Deprimida com a impossibilidade de ser um pouco mais feliz ou infeliz, de trocar postais de Natal com quem amamos ou não.

Deprimida com a morbidez do dia a dia, a inefável realidade da moralidade que nos rodeia.

Deprimida por também ter sido atacada pelo vírus da moralidade.

Deprimida por reconhecer alguma ténue beleza na paisagem, alguma melancolia, algumas folhas que não caem, deixando uma sensação de estanqueidade.

Deprimida por não conseguir desfrutar do meu iPod, essa extraordinária invenção moderna.

Deprimida por me sentir deprimida eu que não sou nada dada a depressões.

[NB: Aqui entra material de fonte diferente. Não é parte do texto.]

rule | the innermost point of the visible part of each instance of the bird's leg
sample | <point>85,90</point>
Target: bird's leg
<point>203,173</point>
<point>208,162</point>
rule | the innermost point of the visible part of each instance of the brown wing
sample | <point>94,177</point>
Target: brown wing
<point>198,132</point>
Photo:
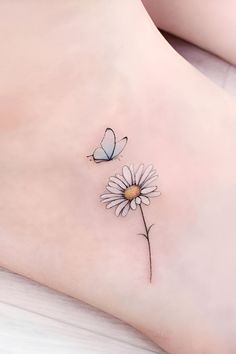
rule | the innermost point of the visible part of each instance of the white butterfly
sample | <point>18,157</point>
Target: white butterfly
<point>109,148</point>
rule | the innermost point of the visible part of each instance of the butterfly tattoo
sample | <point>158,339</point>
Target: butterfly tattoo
<point>109,148</point>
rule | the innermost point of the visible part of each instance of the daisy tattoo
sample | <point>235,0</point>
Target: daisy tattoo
<point>129,191</point>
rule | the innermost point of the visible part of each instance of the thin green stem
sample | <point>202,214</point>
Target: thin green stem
<point>148,241</point>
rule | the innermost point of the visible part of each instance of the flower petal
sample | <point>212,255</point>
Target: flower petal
<point>121,207</point>
<point>118,181</point>
<point>114,190</point>
<point>154,194</point>
<point>109,195</point>
<point>138,200</point>
<point>138,174</point>
<point>127,175</point>
<point>115,185</point>
<point>114,202</point>
<point>132,173</point>
<point>148,189</point>
<point>133,204</point>
<point>125,210</point>
<point>148,181</point>
<point>146,174</point>
<point>145,200</point>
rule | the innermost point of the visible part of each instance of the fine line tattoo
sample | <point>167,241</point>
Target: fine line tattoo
<point>129,191</point>
<point>109,148</point>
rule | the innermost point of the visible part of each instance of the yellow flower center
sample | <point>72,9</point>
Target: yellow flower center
<point>132,192</point>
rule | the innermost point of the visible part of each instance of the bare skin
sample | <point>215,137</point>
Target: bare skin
<point>210,25</point>
<point>70,70</point>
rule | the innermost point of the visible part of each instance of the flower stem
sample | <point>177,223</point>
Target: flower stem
<point>148,241</point>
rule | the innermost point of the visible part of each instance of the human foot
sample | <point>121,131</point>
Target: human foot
<point>54,228</point>
<point>210,25</point>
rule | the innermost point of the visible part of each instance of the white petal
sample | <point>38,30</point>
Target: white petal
<point>148,181</point>
<point>133,204</point>
<point>118,181</point>
<point>138,174</point>
<point>108,200</point>
<point>145,200</point>
<point>138,200</point>
<point>114,190</point>
<point>132,174</point>
<point>115,185</point>
<point>121,207</point>
<point>113,197</point>
<point>114,202</point>
<point>146,174</point>
<point>123,180</point>
<point>154,194</point>
<point>109,195</point>
<point>125,210</point>
<point>148,189</point>
<point>127,175</point>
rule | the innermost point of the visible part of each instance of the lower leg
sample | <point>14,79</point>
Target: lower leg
<point>209,24</point>
<point>108,66</point>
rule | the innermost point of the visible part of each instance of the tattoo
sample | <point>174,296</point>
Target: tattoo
<point>109,148</point>
<point>130,191</point>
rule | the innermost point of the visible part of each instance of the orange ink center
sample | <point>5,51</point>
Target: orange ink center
<point>132,192</point>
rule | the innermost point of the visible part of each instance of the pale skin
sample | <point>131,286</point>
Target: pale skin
<point>71,69</point>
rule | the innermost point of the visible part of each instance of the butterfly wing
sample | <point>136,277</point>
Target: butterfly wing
<point>100,155</point>
<point>119,147</point>
<point>108,143</point>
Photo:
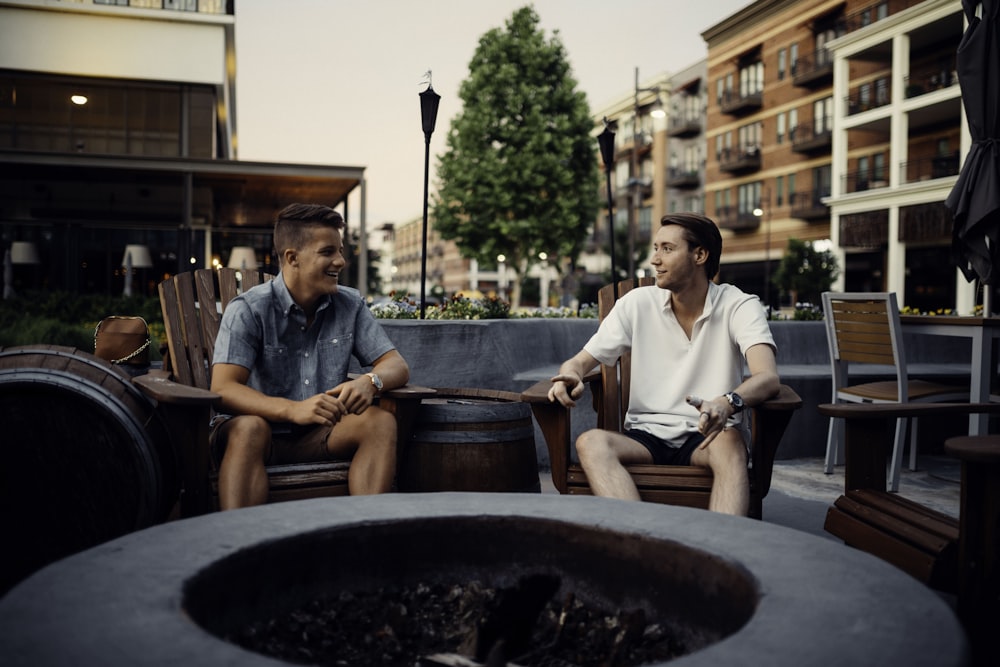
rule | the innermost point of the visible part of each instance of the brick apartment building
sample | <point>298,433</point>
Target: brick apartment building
<point>840,122</point>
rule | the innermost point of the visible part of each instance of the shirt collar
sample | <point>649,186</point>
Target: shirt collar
<point>284,297</point>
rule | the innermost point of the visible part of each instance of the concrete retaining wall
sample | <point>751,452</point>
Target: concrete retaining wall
<point>511,355</point>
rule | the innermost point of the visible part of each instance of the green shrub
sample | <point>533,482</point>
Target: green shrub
<point>62,318</point>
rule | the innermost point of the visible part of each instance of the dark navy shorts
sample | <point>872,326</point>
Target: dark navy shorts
<point>664,454</point>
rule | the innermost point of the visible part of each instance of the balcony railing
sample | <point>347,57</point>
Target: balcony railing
<point>809,205</point>
<point>861,100</point>
<point>873,13</point>
<point>743,159</point>
<point>733,102</point>
<point>683,178</point>
<point>925,169</point>
<point>860,181</point>
<point>731,218</point>
<point>930,79</point>
<point>806,139</point>
<point>684,126</point>
<point>813,70</point>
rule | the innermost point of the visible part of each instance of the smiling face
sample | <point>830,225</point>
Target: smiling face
<point>313,270</point>
<point>678,265</point>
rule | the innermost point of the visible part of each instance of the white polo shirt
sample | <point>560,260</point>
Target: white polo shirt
<point>667,366</point>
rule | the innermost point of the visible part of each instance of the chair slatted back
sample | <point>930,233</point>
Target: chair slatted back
<point>616,379</point>
<point>192,305</point>
<point>864,328</point>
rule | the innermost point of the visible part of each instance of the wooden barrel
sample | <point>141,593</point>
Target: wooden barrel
<point>83,456</point>
<point>471,440</point>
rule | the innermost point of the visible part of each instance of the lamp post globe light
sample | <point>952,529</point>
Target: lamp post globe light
<point>635,181</point>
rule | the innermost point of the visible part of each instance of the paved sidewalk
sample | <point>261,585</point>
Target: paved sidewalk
<point>801,493</point>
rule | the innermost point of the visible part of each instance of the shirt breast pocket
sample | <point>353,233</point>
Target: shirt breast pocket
<point>276,375</point>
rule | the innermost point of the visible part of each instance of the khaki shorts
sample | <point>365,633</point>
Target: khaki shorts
<point>290,443</point>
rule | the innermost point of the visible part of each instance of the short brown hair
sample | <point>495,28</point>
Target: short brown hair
<point>700,232</point>
<point>296,221</point>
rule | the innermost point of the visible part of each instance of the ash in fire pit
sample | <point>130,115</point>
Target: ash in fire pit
<point>172,594</point>
<point>462,624</point>
<point>394,594</point>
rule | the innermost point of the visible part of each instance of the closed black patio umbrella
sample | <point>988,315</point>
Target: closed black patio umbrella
<point>975,200</point>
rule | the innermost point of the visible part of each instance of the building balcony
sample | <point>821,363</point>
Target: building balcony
<point>735,103</point>
<point>741,160</point>
<point>925,169</point>
<point>813,70</point>
<point>729,217</point>
<point>861,181</point>
<point>928,80</point>
<point>681,126</point>
<point>872,14</point>
<point>809,206</point>
<point>806,139</point>
<point>683,178</point>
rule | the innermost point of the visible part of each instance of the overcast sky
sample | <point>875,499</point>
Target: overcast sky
<point>336,82</point>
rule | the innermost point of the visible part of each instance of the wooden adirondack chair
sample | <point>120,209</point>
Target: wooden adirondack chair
<point>673,485</point>
<point>192,305</point>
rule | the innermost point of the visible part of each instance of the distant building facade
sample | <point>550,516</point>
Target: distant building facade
<point>838,122</point>
<point>118,128</point>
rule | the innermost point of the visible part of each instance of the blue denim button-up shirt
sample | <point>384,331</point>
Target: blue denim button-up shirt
<point>264,331</point>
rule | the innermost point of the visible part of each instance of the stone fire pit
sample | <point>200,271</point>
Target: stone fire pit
<point>761,593</point>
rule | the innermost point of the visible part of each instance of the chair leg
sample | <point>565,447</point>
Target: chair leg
<point>834,445</point>
<point>896,464</point>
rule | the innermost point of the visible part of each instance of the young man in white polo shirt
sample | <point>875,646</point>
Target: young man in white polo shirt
<point>689,338</point>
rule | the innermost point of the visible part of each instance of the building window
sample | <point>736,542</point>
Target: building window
<point>882,92</point>
<point>751,79</point>
<point>821,182</point>
<point>878,167</point>
<point>748,197</point>
<point>823,115</point>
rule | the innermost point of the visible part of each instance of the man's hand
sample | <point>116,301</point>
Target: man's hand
<point>566,387</point>
<point>712,418</point>
<point>325,409</point>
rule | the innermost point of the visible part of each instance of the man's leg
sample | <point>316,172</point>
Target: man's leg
<point>242,476</point>
<point>602,454</point>
<point>727,457</point>
<point>369,440</point>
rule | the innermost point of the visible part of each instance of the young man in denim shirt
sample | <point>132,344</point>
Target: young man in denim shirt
<point>280,365</point>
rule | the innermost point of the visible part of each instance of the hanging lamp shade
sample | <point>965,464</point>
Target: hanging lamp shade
<point>24,252</point>
<point>243,257</point>
<point>137,256</point>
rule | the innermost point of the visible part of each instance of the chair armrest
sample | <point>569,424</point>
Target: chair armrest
<point>785,399</point>
<point>409,391</point>
<point>854,411</point>
<point>158,386</point>
<point>867,439</point>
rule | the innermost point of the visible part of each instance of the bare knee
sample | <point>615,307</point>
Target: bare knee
<point>593,448</point>
<point>248,436</point>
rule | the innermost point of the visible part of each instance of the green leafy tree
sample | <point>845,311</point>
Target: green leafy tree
<point>520,174</point>
<point>804,272</point>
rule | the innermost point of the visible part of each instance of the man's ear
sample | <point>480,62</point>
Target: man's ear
<point>700,255</point>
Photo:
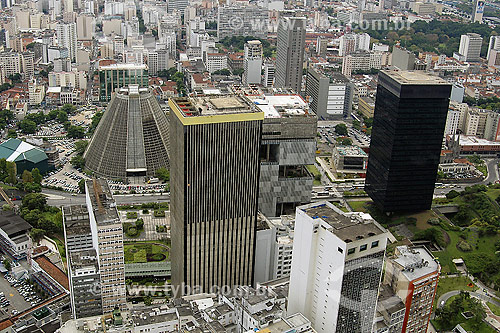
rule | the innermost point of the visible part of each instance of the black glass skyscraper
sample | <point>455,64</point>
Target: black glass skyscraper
<point>408,125</point>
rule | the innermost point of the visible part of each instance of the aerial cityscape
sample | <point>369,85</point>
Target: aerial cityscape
<point>249,166</point>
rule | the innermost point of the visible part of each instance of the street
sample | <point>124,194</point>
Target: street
<point>58,198</point>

Deprimida por resistir contra a depressão e premir o botão do automatismo intelectual e de me recusar a aceitar a depressão como forma de ser, moderna.

Quanto ao cartão único?

Parece-me um pouco estranho argumentarmos que os americanos não possuem sequer Bilhete de Identidade, como exemplo virtuoso, quando sabemos que o seu BI é um outro número qualquer.

Mas o cartão único é incapaz de me deprimir, pelo menos hoje, amanhã?

É um novo dia e confesso, tenho bastante afinidade com a minha (in)capacidade (in)coerente e civilizacional de me deprimir.